Another way, if could you give me complete example of a Flink job which I could build and deploy in any Flink-based platform.

chollinger93 commented 1 month ago

Hey, sorry for not responding earlier. I have it on my backlog to try Flink via K8s/locally, but haven't gotten around to it yet. Setting classloader.parent-first-patterns.default via the AWS support seems like too big of an operational burden, assuming we won't have a way to self-service this.

Your example is pretty spot on, assuming FakeProcessFunction runs on a different executor than the source.

My real code at work has the added complexity of using protobuf, but scalapb generates regular case classes, so I don't think that should have any impact.

I can see if I can put together a minimal example soon.

Sorry about the delays on my end - really appreciate you looking into this!

chollinger93 commented 1 month ago

I spent the morning trying to get a minimal example to work (and by "work", I mean "get it to break"), but I'm afraid between us having multiple modules, Kafka, protobuf (and using protobuf to parse from raw []byte), various dependencies, and our build.sbt (that is being a bit too clever about caching), I'm not able to reproduce it in isolation and had to timebox it.

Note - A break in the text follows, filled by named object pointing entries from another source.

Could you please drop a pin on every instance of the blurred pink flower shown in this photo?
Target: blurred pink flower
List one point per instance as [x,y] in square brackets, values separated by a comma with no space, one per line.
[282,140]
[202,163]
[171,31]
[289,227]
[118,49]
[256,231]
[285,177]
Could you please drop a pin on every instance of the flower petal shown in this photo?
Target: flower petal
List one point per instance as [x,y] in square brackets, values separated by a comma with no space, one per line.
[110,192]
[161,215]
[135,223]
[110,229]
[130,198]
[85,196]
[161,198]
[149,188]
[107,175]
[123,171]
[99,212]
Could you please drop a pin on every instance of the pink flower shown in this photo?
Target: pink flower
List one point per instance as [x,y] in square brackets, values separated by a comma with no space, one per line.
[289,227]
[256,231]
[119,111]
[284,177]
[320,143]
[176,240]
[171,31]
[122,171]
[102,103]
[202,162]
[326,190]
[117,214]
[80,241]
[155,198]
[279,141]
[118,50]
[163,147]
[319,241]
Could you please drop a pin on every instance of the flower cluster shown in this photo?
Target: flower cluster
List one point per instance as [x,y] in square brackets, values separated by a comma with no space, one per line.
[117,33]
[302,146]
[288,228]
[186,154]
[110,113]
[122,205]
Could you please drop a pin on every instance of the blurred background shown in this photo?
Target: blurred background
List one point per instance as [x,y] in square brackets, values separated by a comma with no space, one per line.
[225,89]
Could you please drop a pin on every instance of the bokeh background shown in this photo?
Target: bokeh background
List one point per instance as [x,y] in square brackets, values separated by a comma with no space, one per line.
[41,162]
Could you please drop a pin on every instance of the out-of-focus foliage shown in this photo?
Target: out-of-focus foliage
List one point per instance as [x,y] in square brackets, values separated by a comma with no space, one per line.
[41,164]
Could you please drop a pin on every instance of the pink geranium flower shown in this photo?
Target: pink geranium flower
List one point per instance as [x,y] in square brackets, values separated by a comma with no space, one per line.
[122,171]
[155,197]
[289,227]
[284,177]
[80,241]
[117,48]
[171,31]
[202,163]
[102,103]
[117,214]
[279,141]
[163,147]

I wrote about a bit of that complexity here, in case you're curious.

That being said, I did try your sbt adjustments and I believe the missing piece was ExclusionRule(organization = "org.scalameta").

While poking around the jar, I saw coursierapi/shaded/scala/MatchError.class and others being included. They come from org.scalameta. A diff between 2 assemblies with and without that ExlusionRule yields 2120 classes now excluded.

On a related note, I don't think we can't actually use assemblyPackageScala / assembleArtifact, since AWS' Flink doesn't appear to be including the scala standard lib, so that would yield Caused by: java.util.concurrent.CompletionException: java.lang.NoClassDefFoundError: scala/MatchError. It is within the realms of possibility that our dependencies.scala is messing something up there, but it doesn't seem to be necessary anyways. I don't think I've ever used that rule, so maybe I'm misunderstanding it.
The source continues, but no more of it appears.